Stattdessen habe Monsanto „verharmlosende Berichte“ veröffentlicht und bei Studien von Regulierungsbehörden eigene Mitarbeiter „als Ghostwriter“ eingeschleust. Wisner: „Monsanto hatte die volle Absicht, die Gefahren, die von Glyphosat ausgehen, vor den Konsumenten zu verheimlichen. Das ist Betrug.“

Auch darum habe die Jury im Fall Dewayne Johnson festgestellt, dass Monsanto „mit Heimtücke“ agiert hat. Die aus europäischer Sicht hohe Strafe von rund 250 Millionen Euro, die bis zur geplanten Urteilsverkündung im Dezember nicht rechtskräftig ist, sei darum eigentlich „noch gar nicht hoch genug“.

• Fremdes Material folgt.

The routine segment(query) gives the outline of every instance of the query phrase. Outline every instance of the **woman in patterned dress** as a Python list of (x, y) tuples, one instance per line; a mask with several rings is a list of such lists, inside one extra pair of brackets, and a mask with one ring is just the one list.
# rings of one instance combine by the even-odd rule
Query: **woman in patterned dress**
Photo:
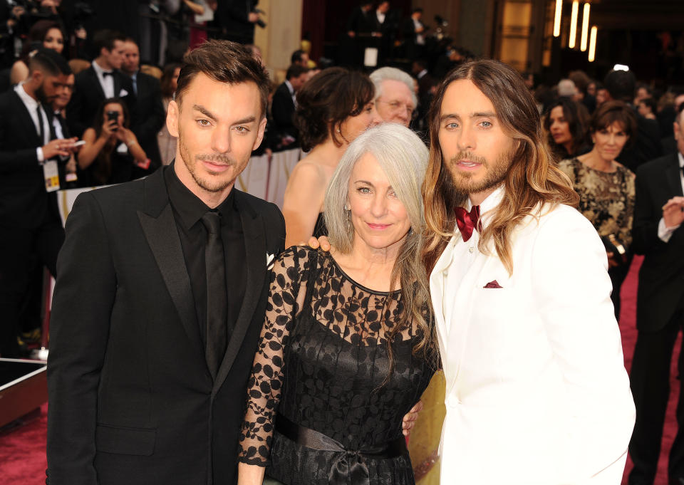
[(614, 246), (625, 250), (623, 254), (608, 250), (608, 273), (613, 282), (611, 298), (619, 319), (620, 288), (631, 260), (634, 174), (616, 159), (636, 135), (636, 118), (622, 101), (604, 103), (591, 117), (589, 131), (594, 142), (591, 151), (561, 160), (559, 166), (579, 194), (579, 211), (591, 221), (604, 242), (610, 243), (611, 249)]
[(275, 261), (248, 385), (239, 485), (412, 485), (402, 418), (437, 350), (420, 245), (428, 151), (395, 123), (368, 130), (326, 193), (329, 253)]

Wisner stützt seine Vorwürfe unter anderem auf eine durch E-Mails belegbare Studie des britischen Wissenschaftlers James Parry, der Ende der 90er Jahre von Monsanto angeheuert worden war, aber mit offenbar unliebsamen Ergebnissen aufwartete.

Danach könne Glyphosat Gen- und Chromosomen-Veränderungen auslösen, sagte Parry und riet zu Tiefenuntersuchungen. William Heydens, führender Toxikologe bei Monsanto, lehnte ab. „Wir müssen jemanden finden, der sich mit dem genotoxischen Profil von Glyphosat wohlfühlt und einflussreich bei Regulierungsbehörden ist“, heißt es in einem Schriftwechsel, der Wisner zugespielt wurde, „Parry ist es nicht und es würde viel Zeit und $$$ kosten, ihn dahin zu bewegen.“

Als sich die Internationale Agentur für Krebsforschung in Lyon 2015 Glyphosat genauer anschauen wollte, schrieb Heydens an Kollegen: „Wir sind möglicherweise verwundbar, wenn es um Genveränderungen und darum geht, Glyphosat ausgesetzt zu sein“.